SHORT $B40F $1C10 $1C19 $4B04 $F000 $F805 $BC0F $46C0 $46C0 $46C0 $4B01 $4718
POIN some_c_function
BYTE $AD $DE $00 $08

Hey, some_c_function got referenced in EA! This works, we can now get our C function through lyn too and we have something like this:

PUSH
ORG (CURRENTOFFSET+$1); some_c_function:
POP
SHORT $Whatever $46C0

If we put those together we get something that assembles correctly and everything is nice yay.

Calling ASM from C

So in this part, we are going back to messing with ASM a bit more. The C compiler already generates pretty “open” (as in: easily interfacable) object files, but this isn’t necessarily the case for ASM.

For C or, to be more specific, the linker to know how to call your asm, you need to expose the symbol pointing to the part of your asm you want to call (and also it needs the symbol to be of “function” type, so that it knows you’re not accidentally calling data as a routine)

So here’s the two assembler directives we are going to use:

.global <name>
.type   <name>, %function

If you paid attention earlier (when I told you about making object files containing information about the game), you’ll notice that those are the same directives I used then.

.global <name> exposes the symbol to the outside (in other words, external object files can “see” it).

.type <name>, %function marks the symbol as being of “function” type, so that the outside knows that this symbol can be the target of a function call.

Here’s some example ASM:

.thumb

.global get_magic_number
.type   get_magic_number, %function

get_magic_number:
	mov r0, #42
	bx  lr

Now, our C file:

#include "gbafe.h"

int get_magic_number(void);

void asmc_get_magic_number(void) {
	gEventSlot[0xC] = get_magic_number();
}

Assemble/compile and lyn both, #include them and it should work!

Calling conventions

I wrote another fairly big document on this subject, so I’ll just go over the important details here.

C function signatures hold the information neccessary for the C compiler to know how to handle the called function’s parameters & return value. Simple parameters & return values are pretty simple to understand: each parameter corresponds to a register (up to r3), and the return value to r0 after the function call.

There are some ambiguous cases though, and we can tell they’re ambiguous since beginner ASM hackers have different ways of tackling them.

The first (obvious) one is the case where you have more than 4 parameters. Basic logic would dictate you continue onto r4, r5 and so on… But then what happens when you reach r11? You can’t use r12 since it can be used to redirect the call (see the aforementionned doc for details), and after that its the stack pointer…

The stack! Yes that’s exactly where extra arguments are going to be. In fact, convention doesn’t wait until r11 for that, after r3 (fourth parameter), the arguments are stored at [sp+00], [sp+04], etc.
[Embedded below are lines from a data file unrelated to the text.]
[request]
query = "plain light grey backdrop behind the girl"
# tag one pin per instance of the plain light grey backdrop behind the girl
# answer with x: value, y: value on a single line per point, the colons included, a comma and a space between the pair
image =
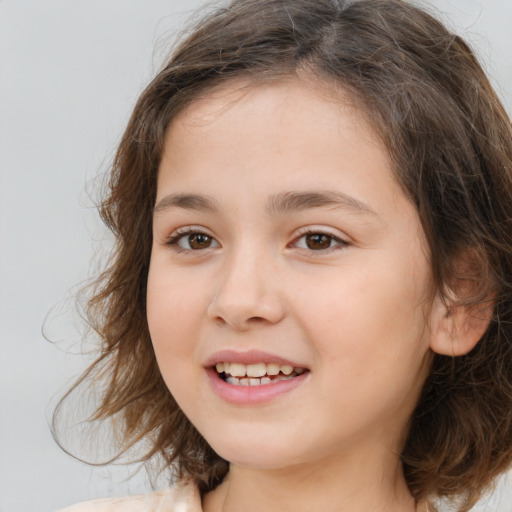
x: 70, y: 72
So a function with the following signature

void some_function(int a, int b, int c, int x, int y);

Will have the following parameter map:

r0 = int a
r1 = int b
r2 = int c
r3 = int x
[sp+00] = int y

Second case: we have a parameter that can’t fit in a register (or any word in general). That one is kinda simple: we split the parameter in mutiple parts, and each part is its own parameter. It is the called function’s responsability to interpret the different parts correctly.

For example:

struct xyz { short x, y, z; }
void some_function(struct xyz positionInThreeDee, int b);

Will have the following parameter map:

r0 = positionInThreeDee part 1 (xyz.x & xyz.y)
r1 = positionInThreeDee part 2 (xyz.z & padding)
r2 = int b

Third case: we have a return value that can’t fit in a register and isn’t either a long long, a double, a long double, or a complex (in those cases, the return value is split using the same rules as parameters, and can use registers r0 through r3).

In this case, an extra parameter is prepended (added before all the others) to the list: it’s a pointer holding the address of where to write the return value. The function also still returns that address.

For example:

struct BigStruct some_function(int a);

Will have the following parameter map:

r0 = struct BigStruct* (somewhere to write the return value)
r1 = int a

There’s probably other corner case scenarios I forgot to mention here. If you have any doubt: I recommend you write a test function, compile it to asm and analyse the result for yourself. ~~Or read the doc~~.